Don't Call It a Filibuster

Despite what you see on C-SPAN2, or what you read on Twitter, Ted Cruz is not filibustering Obamacare. The Republican senator from Texas is speaking on the Senate floor for what is expected to be a very long time—asked by reporters when he'd stop, he replied, "We shall see"—but it's not a filibuster in the sense of actually stopping the upper chamber's proceedings. Instead, Cruz's stand is purely symbolic.

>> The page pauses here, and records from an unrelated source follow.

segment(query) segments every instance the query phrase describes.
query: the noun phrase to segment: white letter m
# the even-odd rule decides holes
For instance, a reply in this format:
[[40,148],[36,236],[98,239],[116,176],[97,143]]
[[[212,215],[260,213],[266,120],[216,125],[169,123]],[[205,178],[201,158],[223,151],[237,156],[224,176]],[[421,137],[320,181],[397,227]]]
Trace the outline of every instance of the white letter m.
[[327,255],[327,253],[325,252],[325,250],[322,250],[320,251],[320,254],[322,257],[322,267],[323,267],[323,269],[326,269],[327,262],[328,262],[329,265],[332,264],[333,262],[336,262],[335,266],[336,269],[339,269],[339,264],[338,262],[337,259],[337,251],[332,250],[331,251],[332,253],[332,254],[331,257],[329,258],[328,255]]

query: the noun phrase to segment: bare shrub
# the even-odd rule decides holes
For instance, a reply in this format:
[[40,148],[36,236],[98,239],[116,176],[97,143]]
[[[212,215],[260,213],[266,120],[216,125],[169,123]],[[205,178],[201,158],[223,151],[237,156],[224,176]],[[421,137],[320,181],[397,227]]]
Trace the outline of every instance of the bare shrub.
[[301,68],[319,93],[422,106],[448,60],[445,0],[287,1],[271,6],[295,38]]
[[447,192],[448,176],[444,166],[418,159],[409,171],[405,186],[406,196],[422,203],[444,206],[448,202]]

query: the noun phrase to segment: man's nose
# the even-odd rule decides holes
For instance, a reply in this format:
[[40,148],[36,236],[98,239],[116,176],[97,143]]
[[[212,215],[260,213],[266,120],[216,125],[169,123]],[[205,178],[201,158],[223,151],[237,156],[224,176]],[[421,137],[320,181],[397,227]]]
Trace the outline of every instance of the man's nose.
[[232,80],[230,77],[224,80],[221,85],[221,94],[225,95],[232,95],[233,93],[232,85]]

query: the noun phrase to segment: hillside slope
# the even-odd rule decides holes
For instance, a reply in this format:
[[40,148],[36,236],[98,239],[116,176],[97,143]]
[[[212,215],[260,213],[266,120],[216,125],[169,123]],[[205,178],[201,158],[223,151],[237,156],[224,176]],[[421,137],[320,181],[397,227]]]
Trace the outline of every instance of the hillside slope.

In a real talking filibuster, as famously portrayed in Mr. Smith Goes to Washington, a senator occupies the Senate floor indefinitely so as to block the chamber from taking up any other business. In Cruz's case, Senate rules limit his time, and he'll have to cede the floor by Wednesday morning at the latest. That's a long time, but the Senate will have to wait whether Cruz speaks or not. As Senate Majority Leader Harry Reid said Tuesday morning, "I want to make sure everyone understands: There is no filibuster today."

Democrats already have the 60 votes needed to initiate cloture and break an actual Republican filibuster, so the rest of the timing is essentially on "autopilot," as Reid said, because on Monday he initiated the complicated series of procedural moves to cut off debate.

 

Cruz is not the first senator to give a non-filibuster "filibuster." Independent Sen. Bernie Sanders of Vermont spent hours on the Senate floor giving a speech in 2010 that was later made into a book, but it was not actually a filibuster.

The Washington Post's Paul Kane has a day-by-day breakdown of how that timing will play out between now and next Tuesday, when the government runs out of money. Nowhere along the way—unless all 41 Republicans unite behind Cruz's effort, which seems unlikely—is there an opportunity for a real filibuster. But that won't stop Cruz from talking.